UCC courts radio users on Digital Audio Broadcasting

Digital Audio Broadcasting (DAB)
Digital Audio Broadcasting: Is Uganda ready for Digital Migration for FM Radio?

Ugandans have been urged to be ready to embrace Digital Audio Broadcasting (DAB) that is being explored by Uganda Communication Commission (UCC).

Under DAB, analog audio is converted into a digital signal and transmitted on an assigned channel. Uganda is the third country in Africa after South Africa and Tunisia to embrace DAB. If adopted, digital broadcasting will be run concurrently with analogue broadcasting.

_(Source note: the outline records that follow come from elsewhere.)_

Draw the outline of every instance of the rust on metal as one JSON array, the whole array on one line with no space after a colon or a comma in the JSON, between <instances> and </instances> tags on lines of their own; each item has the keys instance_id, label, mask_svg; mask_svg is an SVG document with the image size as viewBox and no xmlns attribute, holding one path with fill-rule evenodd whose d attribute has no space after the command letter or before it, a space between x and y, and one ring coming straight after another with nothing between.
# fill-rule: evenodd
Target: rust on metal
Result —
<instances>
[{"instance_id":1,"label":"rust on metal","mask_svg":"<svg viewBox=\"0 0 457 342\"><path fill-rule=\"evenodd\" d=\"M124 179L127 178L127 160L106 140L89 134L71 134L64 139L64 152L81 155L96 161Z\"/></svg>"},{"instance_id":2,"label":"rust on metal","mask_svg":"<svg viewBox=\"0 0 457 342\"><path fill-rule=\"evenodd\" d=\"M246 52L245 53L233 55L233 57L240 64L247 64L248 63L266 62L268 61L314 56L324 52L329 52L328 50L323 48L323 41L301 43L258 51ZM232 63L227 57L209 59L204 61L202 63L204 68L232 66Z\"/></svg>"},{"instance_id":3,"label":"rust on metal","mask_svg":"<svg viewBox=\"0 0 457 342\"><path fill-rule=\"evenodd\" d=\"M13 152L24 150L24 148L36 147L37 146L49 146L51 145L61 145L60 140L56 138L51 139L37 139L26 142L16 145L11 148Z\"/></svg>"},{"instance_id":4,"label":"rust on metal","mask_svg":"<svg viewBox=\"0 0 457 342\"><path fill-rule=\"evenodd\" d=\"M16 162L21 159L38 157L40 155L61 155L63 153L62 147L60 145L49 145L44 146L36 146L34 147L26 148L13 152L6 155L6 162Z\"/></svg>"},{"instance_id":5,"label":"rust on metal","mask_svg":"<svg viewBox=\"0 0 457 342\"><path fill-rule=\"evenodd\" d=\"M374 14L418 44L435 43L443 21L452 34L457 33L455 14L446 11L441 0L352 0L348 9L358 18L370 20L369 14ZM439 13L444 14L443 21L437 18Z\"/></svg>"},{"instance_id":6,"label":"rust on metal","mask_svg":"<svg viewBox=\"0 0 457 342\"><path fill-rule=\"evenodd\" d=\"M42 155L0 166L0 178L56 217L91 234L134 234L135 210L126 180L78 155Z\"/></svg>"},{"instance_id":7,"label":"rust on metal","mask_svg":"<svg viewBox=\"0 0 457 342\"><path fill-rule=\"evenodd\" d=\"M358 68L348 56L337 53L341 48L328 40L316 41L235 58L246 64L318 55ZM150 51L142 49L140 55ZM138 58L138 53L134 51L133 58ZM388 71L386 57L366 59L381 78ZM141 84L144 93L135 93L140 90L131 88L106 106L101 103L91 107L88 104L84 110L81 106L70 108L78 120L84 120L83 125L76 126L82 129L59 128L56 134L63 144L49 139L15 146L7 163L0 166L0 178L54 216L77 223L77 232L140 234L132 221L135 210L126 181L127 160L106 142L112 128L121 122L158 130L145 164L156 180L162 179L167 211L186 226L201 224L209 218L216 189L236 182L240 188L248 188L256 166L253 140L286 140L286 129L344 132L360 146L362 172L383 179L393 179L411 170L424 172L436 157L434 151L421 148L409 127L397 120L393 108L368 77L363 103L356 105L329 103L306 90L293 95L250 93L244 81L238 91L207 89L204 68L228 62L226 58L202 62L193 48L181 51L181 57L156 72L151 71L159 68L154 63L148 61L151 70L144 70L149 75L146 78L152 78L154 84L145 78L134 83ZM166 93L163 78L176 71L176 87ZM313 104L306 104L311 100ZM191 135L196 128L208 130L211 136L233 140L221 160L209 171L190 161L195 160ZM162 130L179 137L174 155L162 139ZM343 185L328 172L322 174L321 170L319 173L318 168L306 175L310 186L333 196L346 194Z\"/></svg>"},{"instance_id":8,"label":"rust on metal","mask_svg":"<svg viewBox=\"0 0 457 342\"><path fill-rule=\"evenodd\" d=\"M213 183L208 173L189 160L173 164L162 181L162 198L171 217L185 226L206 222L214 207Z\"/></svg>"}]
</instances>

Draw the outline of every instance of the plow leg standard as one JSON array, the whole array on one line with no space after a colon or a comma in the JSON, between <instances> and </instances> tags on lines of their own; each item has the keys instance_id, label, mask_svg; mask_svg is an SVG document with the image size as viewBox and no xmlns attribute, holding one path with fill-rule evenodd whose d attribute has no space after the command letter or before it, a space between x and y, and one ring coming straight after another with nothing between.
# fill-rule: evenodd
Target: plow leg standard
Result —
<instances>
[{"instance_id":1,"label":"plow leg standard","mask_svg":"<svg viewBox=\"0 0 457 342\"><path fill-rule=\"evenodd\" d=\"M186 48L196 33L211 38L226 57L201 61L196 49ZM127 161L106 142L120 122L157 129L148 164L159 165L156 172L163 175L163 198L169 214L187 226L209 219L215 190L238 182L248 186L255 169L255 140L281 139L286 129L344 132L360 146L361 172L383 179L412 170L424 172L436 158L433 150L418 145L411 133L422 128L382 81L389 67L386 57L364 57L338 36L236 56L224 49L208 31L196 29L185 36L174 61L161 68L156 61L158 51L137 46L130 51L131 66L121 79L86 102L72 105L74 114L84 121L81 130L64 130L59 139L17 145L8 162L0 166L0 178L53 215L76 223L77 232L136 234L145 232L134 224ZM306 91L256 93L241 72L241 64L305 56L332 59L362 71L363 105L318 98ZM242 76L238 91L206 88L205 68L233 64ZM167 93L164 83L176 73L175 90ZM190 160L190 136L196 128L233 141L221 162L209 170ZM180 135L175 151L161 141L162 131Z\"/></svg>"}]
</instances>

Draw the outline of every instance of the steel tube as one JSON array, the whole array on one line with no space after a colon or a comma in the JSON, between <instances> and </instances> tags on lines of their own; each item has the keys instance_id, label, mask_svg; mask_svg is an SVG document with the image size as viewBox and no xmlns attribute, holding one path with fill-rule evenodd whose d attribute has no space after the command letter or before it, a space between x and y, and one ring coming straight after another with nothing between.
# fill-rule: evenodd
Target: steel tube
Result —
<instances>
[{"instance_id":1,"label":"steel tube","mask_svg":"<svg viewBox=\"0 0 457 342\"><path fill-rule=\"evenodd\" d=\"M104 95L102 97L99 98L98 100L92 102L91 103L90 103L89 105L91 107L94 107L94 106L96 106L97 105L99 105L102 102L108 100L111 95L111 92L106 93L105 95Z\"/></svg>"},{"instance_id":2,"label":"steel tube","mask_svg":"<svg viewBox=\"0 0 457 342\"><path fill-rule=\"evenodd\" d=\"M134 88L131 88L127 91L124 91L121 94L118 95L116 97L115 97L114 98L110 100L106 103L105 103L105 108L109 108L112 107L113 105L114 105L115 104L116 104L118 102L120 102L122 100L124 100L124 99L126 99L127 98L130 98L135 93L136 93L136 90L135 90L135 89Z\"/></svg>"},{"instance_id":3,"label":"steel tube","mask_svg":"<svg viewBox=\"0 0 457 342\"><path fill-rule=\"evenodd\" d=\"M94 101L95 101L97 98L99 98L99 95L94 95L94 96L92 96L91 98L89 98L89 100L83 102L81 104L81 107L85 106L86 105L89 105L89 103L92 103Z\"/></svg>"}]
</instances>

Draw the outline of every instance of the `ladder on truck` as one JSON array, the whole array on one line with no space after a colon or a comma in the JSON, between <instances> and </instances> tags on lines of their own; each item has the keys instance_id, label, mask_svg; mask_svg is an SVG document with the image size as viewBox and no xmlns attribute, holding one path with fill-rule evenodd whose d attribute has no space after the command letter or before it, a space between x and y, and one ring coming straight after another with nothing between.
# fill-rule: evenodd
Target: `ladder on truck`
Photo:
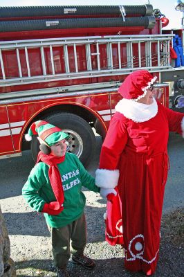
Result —
<instances>
[{"instance_id":1,"label":"ladder on truck","mask_svg":"<svg viewBox=\"0 0 184 277\"><path fill-rule=\"evenodd\" d=\"M0 87L121 75L140 69L171 70L172 37L115 35L1 42ZM33 62L35 53L37 64Z\"/></svg>"}]
</instances>

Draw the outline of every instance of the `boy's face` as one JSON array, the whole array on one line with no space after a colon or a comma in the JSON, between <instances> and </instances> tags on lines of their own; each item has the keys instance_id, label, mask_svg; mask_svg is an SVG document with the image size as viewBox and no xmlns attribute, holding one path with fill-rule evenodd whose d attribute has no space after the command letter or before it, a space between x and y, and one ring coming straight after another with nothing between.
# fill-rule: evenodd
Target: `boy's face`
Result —
<instances>
[{"instance_id":1,"label":"boy's face","mask_svg":"<svg viewBox=\"0 0 184 277\"><path fill-rule=\"evenodd\" d=\"M58 141L57 143L50 146L51 149L51 154L53 156L63 157L66 154L67 145L66 139Z\"/></svg>"}]
</instances>

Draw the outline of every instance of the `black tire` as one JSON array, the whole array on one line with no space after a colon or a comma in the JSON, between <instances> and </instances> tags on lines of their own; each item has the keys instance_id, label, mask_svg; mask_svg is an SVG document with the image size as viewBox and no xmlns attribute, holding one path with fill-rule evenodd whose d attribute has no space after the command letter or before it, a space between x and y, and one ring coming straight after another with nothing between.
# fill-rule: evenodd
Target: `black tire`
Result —
<instances>
[{"instance_id":1,"label":"black tire","mask_svg":"<svg viewBox=\"0 0 184 277\"><path fill-rule=\"evenodd\" d=\"M86 121L70 113L53 114L42 119L59 127L71 136L73 143L71 144L68 152L75 154L83 165L87 166L95 151L95 137ZM39 145L37 136L34 136L30 148L35 161L39 151Z\"/></svg>"}]
</instances>

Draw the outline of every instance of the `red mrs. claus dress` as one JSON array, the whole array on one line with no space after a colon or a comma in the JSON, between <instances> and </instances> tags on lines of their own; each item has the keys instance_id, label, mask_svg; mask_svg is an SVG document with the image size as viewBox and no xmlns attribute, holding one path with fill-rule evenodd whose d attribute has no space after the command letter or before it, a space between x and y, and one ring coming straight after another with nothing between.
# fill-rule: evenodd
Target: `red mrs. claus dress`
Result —
<instances>
[{"instance_id":1,"label":"red mrs. claus dress","mask_svg":"<svg viewBox=\"0 0 184 277\"><path fill-rule=\"evenodd\" d=\"M96 172L99 186L118 184L118 195L107 197L106 240L124 244L126 269L151 275L158 258L169 131L184 137L184 114L155 100L147 105L122 99L116 109Z\"/></svg>"}]
</instances>

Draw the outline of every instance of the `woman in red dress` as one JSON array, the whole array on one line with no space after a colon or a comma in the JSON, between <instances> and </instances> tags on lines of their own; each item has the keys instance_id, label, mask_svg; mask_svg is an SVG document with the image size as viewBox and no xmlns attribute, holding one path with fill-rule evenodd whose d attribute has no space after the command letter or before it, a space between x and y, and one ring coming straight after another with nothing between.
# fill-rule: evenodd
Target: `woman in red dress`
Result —
<instances>
[{"instance_id":1,"label":"woman in red dress","mask_svg":"<svg viewBox=\"0 0 184 277\"><path fill-rule=\"evenodd\" d=\"M154 99L156 79L147 71L137 71L120 87L122 99L96 171L96 184L109 199L106 240L124 244L127 269L147 275L154 273L158 258L169 132L184 137L184 114Z\"/></svg>"}]
</instances>

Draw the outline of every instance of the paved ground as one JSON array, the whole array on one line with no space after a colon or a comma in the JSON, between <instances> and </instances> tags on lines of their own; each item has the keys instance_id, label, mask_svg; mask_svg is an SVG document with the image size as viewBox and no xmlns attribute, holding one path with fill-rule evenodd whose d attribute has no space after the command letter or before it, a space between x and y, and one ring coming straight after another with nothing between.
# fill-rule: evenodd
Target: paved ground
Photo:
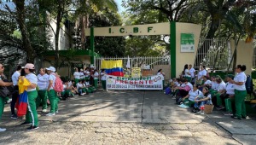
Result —
<instances>
[{"instance_id":1,"label":"paved ground","mask_svg":"<svg viewBox=\"0 0 256 145\"><path fill-rule=\"evenodd\" d=\"M46 117L38 112L40 128L26 131L19 125L22 119L9 118L6 106L0 126L8 130L0 133L0 144L218 145L254 144L256 141L254 130L247 135L239 133L242 128L256 129L254 118L239 121L220 112L192 113L158 90L99 90L61 102L56 116ZM222 124L241 131L232 134Z\"/></svg>"}]
</instances>

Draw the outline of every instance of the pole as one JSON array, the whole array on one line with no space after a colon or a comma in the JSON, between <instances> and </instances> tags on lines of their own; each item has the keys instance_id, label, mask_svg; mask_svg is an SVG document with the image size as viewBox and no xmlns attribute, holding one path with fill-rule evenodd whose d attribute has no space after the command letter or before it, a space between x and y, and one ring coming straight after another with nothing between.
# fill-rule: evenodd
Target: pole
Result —
<instances>
[{"instance_id":1,"label":"pole","mask_svg":"<svg viewBox=\"0 0 256 145\"><path fill-rule=\"evenodd\" d=\"M176 78L176 22L170 23L171 77Z\"/></svg>"}]
</instances>

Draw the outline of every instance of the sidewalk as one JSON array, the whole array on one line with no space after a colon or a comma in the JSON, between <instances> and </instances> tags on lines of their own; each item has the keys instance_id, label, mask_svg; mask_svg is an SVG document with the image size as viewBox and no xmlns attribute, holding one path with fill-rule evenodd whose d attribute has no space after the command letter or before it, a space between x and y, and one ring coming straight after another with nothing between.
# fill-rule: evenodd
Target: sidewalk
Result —
<instances>
[{"instance_id":1,"label":"sidewalk","mask_svg":"<svg viewBox=\"0 0 256 145\"><path fill-rule=\"evenodd\" d=\"M99 90L61 102L54 117L39 108L35 131L20 126L21 119L10 119L6 106L0 126L8 130L0 133L0 144L254 144L255 118L201 115L174 102L158 90ZM222 127L226 123L250 132L232 132Z\"/></svg>"}]
</instances>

Speaking at consultative workshop organised to disseminate findings of a preliminary digital audio broadcasting study that was conducted last year, Dr Roseline Akol, head of department of Electrical and Computer Engineering at Makerere University, said digital technologies are dominating the communication world and Ugandans should not accept to remain behind.

The conference organised by UCC at its head offices in Bugolobi, Kampala attracted over 100 radio operators in Uganda.

Dr Akol told the gathering that digital radios offer superior sound quality. She said digital radios can also transmit images as well as texts and offer greater choice of radio stations due to a high spectral efficiency.

UCC Executive Director Godfrey Mutabazi said radio broadcasting in Uganda and all African countries is largely frequency modulation (FM) which has been overcrowded. He said they receive applications for radio frequency licence but unfortunately, they don’t have space.

As a consequence of lack of the frequency spectrum space, Mutabazi said they have been compelled to explore means of introducing digital broadcasting.

He said Ugandans should not be anxious about digital broadcasting since they are already using digital televisions.

According to the study findings on Ugandans’ readiness to embrace digital audio broadcasting, 49 percent of radio operators in Uganda said they are willing to support digital radios while 36 percent said they can only support it if there were guarantees that the technology will not jeopardize their businesses and would cater for the rural poor listenership.

But percent of radio operators were opposed to the introduction of digital audio broadcasting.

The digital audio broadcasting comes with special radios. A good digital radio receiver with a good screen display is estimated at 160,000 shillings.

When asked on the affordability of the digital radio sets, 37percent of ordinary radio users in the country said they can afford while 63percent cannot afford.